To gather static content automatically for this website, I wrote a C# library which does the following:

  • Recursively gathers content from a website using href and src attributes
  • Writes the content to a ZIP archive
  • Updates the Lambda@Edge function code, publishing a new version
  • Updates the CloudFront distribution to point at the new Lambda version

The library can be used like this:

var services = new ServiceCollection();

services.AddLogging(x => x.AddConsole());
services.AddHttpClient();
services.AddFreezer();

var crawler = services.BuildServiceProvider().GetRequiredService<IFreezer>();

crawler.Freeze(new FreezerConfiguration
{
    BaseAddress = new Uri("https://uncached.alanedwardes.com"),
    ResourceWriter = x => new AmazonLambdaAtEdgeResourceWriter(new AmazonLambdaAtEdgeResourceWriterConfiguration
    {
        LambdaName = "AeBlogEdgeResponder",
        DistributionId = "E295SAMVLG12SQ"
    }, new AmazonLambdaClient(RegionEndpoint.USEast1), new AmazonCloudFrontClient())
}, CancellationToken.None).GetAwaiter().GetResult();

I baked the above into this website's admin panel, so a new version of the website can be gathered, pushed into a Lambda@Edge function package and deployed at the push of a button.

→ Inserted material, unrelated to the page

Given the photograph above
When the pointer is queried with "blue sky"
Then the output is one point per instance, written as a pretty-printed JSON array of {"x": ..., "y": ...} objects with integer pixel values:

There's also an implementation for pushing content to Amazon S3, which can be used by using the AmazonS3WebsiteResourceWriter.

Limitations

There are some stringent limitations that make this approach only applicable to small, static websites:

  • Lambda functions which are invoked using the Origin Request event are limited to a 1MB response size
  • The maximum size of the Lambda function deployment package is 5MB
  • It doesn't seem possible to invalidate the CloudFront cache when a new Lambda is deployed (they're two separate operations which will finish at different times)
  • The maximum number of requests per second is 10,000 (see below)
  • The maximum number of concurrent executions is 1,000 (see below)
  • Costs $0.60 per 1M requests, $0.00005001 for every GB-second (see below)

The last points are negated if you're also using caching in CloudFront, meaning that an edge cache will only request the content once.